不貞行為などを理由に慰謝料請求する場合、請求相手は「配偶者」「不倫や浮気の相手」「配偶者と不倫・浮気相手の両方」が想定されます。

請求相手は自分で決めて構いませんが、二重取りはできないので以下のように請求してください。

配偶者に請求するケース

DVやモラハラ、悪意の遺棄や性交渉の拒否により精神的苦痛が生じた場合、配偶者に慰謝料請求できます。

不貞行為も慰謝料請求の対象ですが、配偶者の不倫・浮気相手に悪質性がない、または氏名・住所がわからないときは、請求相手が配偶者のみになるでしょう。

なお、配偶者に有責行為があっても婚姻生活を続ける場合は、慰謝料請求しない方がよいケースもあります。

夫婦の財産は「お互いが協力して築いたもの」という考え方があるため、慰謝料請求によって妻から夫へ金銭が移動しても、夫婦の共有財産には変わりありません。

ただし、不貞行為を理由に離婚するときは、高額な慰謝料請求が認められる可能性があります。

浮気相手に請求するケース

浮気相手に慰謝料請求する場合、故意や過失などの悪質性が問われます。

配偶者が既婚であることを知っており、かつ強引な手段で肉体関係を持った状況であれば、浮気相手に全額請求できる可能性があるでしょう。

また、配偶者に支払能力がなく、離婚しない場合も、浮気相手だけに慰謝料請求できるケースもあります。

配偶者と浮気相手の両方に請求するケース

配偶者と浮気相手に不貞行為の責任があるときは、双方に慰謝料を請求できます。

慰謝料の負担額は双方の責任度合いに応じるため、「配偶者4:浮気相手6」などの割合で請求可能です。

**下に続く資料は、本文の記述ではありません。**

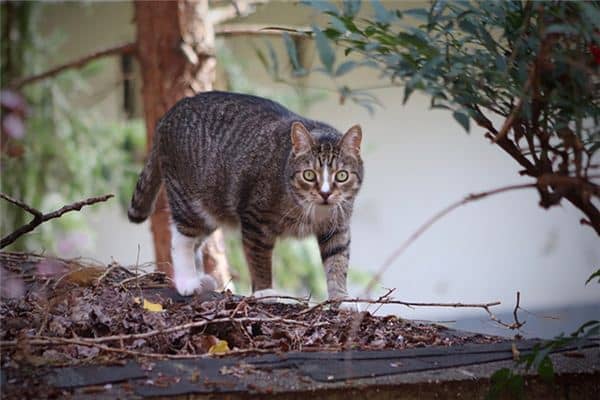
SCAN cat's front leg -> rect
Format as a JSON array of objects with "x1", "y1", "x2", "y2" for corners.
[
  {"x1": 171, "y1": 224, "x2": 217, "y2": 296},
  {"x1": 242, "y1": 217, "x2": 275, "y2": 297},
  {"x1": 317, "y1": 227, "x2": 350, "y2": 300}
]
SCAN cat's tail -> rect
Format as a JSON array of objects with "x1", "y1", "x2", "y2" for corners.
[{"x1": 127, "y1": 136, "x2": 161, "y2": 223}]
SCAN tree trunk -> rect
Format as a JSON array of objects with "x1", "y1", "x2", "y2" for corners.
[{"x1": 135, "y1": 0, "x2": 230, "y2": 285}]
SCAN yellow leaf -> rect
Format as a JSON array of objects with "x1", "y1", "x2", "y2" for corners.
[
  {"x1": 133, "y1": 297, "x2": 163, "y2": 312},
  {"x1": 208, "y1": 340, "x2": 230, "y2": 354}
]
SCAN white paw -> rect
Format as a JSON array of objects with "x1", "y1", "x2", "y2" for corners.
[
  {"x1": 329, "y1": 295, "x2": 361, "y2": 312},
  {"x1": 252, "y1": 289, "x2": 279, "y2": 303},
  {"x1": 223, "y1": 279, "x2": 235, "y2": 293},
  {"x1": 339, "y1": 302, "x2": 362, "y2": 312},
  {"x1": 175, "y1": 274, "x2": 217, "y2": 296}
]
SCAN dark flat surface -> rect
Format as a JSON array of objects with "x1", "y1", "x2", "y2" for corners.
[{"x1": 36, "y1": 340, "x2": 599, "y2": 397}]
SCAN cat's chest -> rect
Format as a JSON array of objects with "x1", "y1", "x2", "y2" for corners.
[{"x1": 277, "y1": 207, "x2": 335, "y2": 237}]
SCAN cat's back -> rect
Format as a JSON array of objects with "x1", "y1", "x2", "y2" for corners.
[{"x1": 157, "y1": 91, "x2": 301, "y2": 137}]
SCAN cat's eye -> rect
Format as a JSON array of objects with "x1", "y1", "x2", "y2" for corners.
[
  {"x1": 335, "y1": 171, "x2": 348, "y2": 183},
  {"x1": 302, "y1": 169, "x2": 317, "y2": 182}
]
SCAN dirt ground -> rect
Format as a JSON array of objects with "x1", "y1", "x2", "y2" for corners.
[{"x1": 0, "y1": 253, "x2": 500, "y2": 368}]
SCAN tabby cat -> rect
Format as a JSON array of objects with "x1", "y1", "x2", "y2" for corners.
[{"x1": 128, "y1": 91, "x2": 363, "y2": 299}]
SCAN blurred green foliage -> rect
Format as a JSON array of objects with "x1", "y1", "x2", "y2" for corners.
[{"x1": 0, "y1": 2, "x2": 145, "y2": 252}]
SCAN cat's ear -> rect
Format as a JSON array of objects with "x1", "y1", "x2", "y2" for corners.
[
  {"x1": 342, "y1": 125, "x2": 362, "y2": 155},
  {"x1": 291, "y1": 122, "x2": 315, "y2": 155}
]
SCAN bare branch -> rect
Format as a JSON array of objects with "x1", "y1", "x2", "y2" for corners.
[
  {"x1": 365, "y1": 183, "x2": 538, "y2": 297},
  {"x1": 208, "y1": 0, "x2": 269, "y2": 25},
  {"x1": 297, "y1": 292, "x2": 501, "y2": 315},
  {"x1": 0, "y1": 193, "x2": 114, "y2": 249},
  {"x1": 10, "y1": 43, "x2": 136, "y2": 89},
  {"x1": 215, "y1": 24, "x2": 312, "y2": 37}
]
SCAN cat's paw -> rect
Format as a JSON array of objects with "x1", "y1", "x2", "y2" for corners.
[
  {"x1": 252, "y1": 289, "x2": 279, "y2": 303},
  {"x1": 339, "y1": 301, "x2": 362, "y2": 312},
  {"x1": 174, "y1": 274, "x2": 217, "y2": 296},
  {"x1": 329, "y1": 296, "x2": 362, "y2": 312}
]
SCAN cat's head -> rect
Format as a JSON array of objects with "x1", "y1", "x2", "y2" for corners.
[{"x1": 288, "y1": 122, "x2": 363, "y2": 208}]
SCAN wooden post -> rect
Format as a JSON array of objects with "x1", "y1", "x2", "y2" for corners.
[{"x1": 135, "y1": 0, "x2": 230, "y2": 285}]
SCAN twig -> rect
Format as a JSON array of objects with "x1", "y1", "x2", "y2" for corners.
[
  {"x1": 0, "y1": 317, "x2": 326, "y2": 347},
  {"x1": 296, "y1": 298, "x2": 501, "y2": 315},
  {"x1": 0, "y1": 193, "x2": 114, "y2": 249},
  {"x1": 492, "y1": 66, "x2": 536, "y2": 144},
  {"x1": 119, "y1": 271, "x2": 166, "y2": 286},
  {"x1": 365, "y1": 183, "x2": 538, "y2": 297},
  {"x1": 98, "y1": 262, "x2": 133, "y2": 283},
  {"x1": 215, "y1": 24, "x2": 312, "y2": 37},
  {"x1": 10, "y1": 43, "x2": 136, "y2": 89},
  {"x1": 483, "y1": 292, "x2": 525, "y2": 329},
  {"x1": 208, "y1": 0, "x2": 269, "y2": 25}
]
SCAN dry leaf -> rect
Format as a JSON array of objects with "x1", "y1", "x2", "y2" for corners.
[
  {"x1": 133, "y1": 297, "x2": 163, "y2": 312},
  {"x1": 208, "y1": 340, "x2": 230, "y2": 354}
]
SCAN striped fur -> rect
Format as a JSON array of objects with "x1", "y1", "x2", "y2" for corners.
[{"x1": 128, "y1": 92, "x2": 363, "y2": 298}]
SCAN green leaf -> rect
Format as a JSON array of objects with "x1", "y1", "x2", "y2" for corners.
[
  {"x1": 254, "y1": 47, "x2": 269, "y2": 71},
  {"x1": 342, "y1": 0, "x2": 362, "y2": 17},
  {"x1": 402, "y1": 8, "x2": 429, "y2": 22},
  {"x1": 313, "y1": 25, "x2": 335, "y2": 73},
  {"x1": 585, "y1": 268, "x2": 600, "y2": 285},
  {"x1": 266, "y1": 41, "x2": 279, "y2": 79},
  {"x1": 370, "y1": 0, "x2": 394, "y2": 24},
  {"x1": 452, "y1": 111, "x2": 471, "y2": 133},
  {"x1": 544, "y1": 24, "x2": 579, "y2": 35}
]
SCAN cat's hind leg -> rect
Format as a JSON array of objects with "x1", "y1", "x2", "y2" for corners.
[
  {"x1": 166, "y1": 180, "x2": 217, "y2": 296},
  {"x1": 171, "y1": 223, "x2": 217, "y2": 296},
  {"x1": 241, "y1": 214, "x2": 276, "y2": 298}
]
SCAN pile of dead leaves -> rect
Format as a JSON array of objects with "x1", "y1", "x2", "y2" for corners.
[{"x1": 0, "y1": 253, "x2": 498, "y2": 367}]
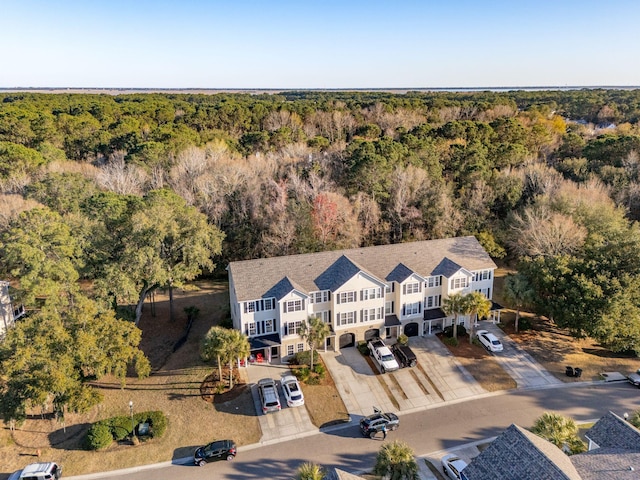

なお、浮気相手に慰謝料の全額を支払わせた場合、浮気相手は配偶者に対して「求償」という形で金銭を請求できます。

慰謝料の請求方法4つ

精神的苦痛に対して慰謝料を請求する場合、基本的には相手と交渉して金額などを決定します。

交渉がまとまらないときは調停などの手段もあるので、具体的な請求方法は以下を参考にしてください。

相手との交渉による慰謝料請求

相手と交渉して慰謝料請求するときは、以下の内容を決定します。

  1. 慰謝料の額
  2. 慰謝料の支払方法
  3. 慰謝料の支払日
  4. 期日どおりに支払わなかったときの損害遅延金

夫婦間の合意があれば、慰謝料の額や支払方法などは自由に決めて構いません。

相手に十分な収入や社会的地位があれば、高額な慰謝料請求も認められる可能性があるでしょう。

なお、損害遅延金は民法に定めがあり、2024年現在では年3%の法定利率ですが、3年ごとに見直しがあるので注意してください。

内容証明郵便による慰謝料請求

相手が交渉に応じてくれないときや、顔を合わせたくない場合は、郵便局の内容証明郵便で慰謝料請求してください。

内容証明郵便に強制力はありませんが、郵便局が文面や送付状況を証明してくれるため、「慰謝料請求された覚えがない」などの逃げ道がなくなります

ただし、文字数が増えると料金も上がるので、簡潔な文面を考えてから利用した方がよいでしょう。

家庭裁判所に調停を申し立てる

慰謝料請求や離婚の協議がまとまらないときは、家庭裁判所に夫婦関係調整調停を申し立てる方法もあります。

調停は話し合いによる解決手段になっており、夫婦の間に調停委員が入ってくれるので、お互いが顔を合わせずに和解交渉できます。

裁判ではないため判決は出ませんが、慰謝料請求の妥当性を証明できれば、双方が納得できる調停案を提示してもらえるでしょう。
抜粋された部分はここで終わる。